Este sábado tras oscurecer las calles de Olot se colapsaron para disfrutar del acto principal del festival “Lluèrnia”, el espectáculo Dreams protagonizado por La Fageda bajo la coordinación artística de La Fura dels Baus.
La cantautora Marina Rosell, «a capella», hizo enmudecer la multitud de personas concentradas. Seguidamente, Anigami, el equipo técnico de La Fura, desplegaba una grúa de gran tonelaje a modo de titiritero, con la emoción contenida de quien está a punto de dar vida a un personaje que cautivaría para siempre a los olotenses. Bajo la mirada calibrada del equipo técnico, los riggers empezaban a despegar una estructura cargada de hilos que sujetaban personas con una discapacidad intelectual o enfermedad mental y con múltiples capacidades y habilidades que se hicieron patentes en el Paseo del Firalet.
El espectáculo, ensayado durante unos dos meses con coreógrafos de la Fura y con el equipo de La Fageda fue una muestra del espíritu de superación que puede llegar a tener las personas.

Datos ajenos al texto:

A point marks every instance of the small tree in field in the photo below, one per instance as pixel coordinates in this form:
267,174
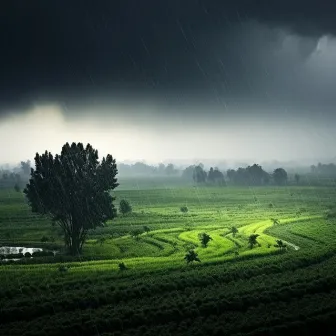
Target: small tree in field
136,233
204,239
146,229
275,221
125,207
191,256
184,209
253,240
234,231
122,266
280,245
73,189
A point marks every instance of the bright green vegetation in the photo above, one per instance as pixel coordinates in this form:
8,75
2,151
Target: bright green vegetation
233,290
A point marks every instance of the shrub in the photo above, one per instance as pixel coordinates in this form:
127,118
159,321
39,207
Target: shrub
184,209
125,207
122,266
191,256
204,239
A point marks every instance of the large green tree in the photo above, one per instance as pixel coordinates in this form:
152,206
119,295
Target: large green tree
73,189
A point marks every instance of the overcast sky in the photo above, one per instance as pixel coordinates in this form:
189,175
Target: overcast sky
157,80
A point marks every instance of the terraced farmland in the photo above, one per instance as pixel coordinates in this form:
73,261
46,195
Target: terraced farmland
234,290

Movimientos sincronizados a 50 m. de altura al ritmo de la música y los fuegos artificiales lucieron una performance que entusiasmó y conmovió a todos los aldeanos.
Y es que no hace tantos años, unos 30 según Cristóbal Colón, presidente fundador de la cooperativa La Fageda, la gente con alguna discapacidad concreta quedaba aislada en casa. Por suerte, en eso se ha avanzado y gracias al esfuerzo, los principios y la ilusión de personas y entidades como La Fageda, estas personas han mostrado al mundo que tienen muchas capacidades para competir, para aportar a la sociedad e incluso para hacer salir a toda una ciudad a la calle para admirar lo que pueden llegar a hacer.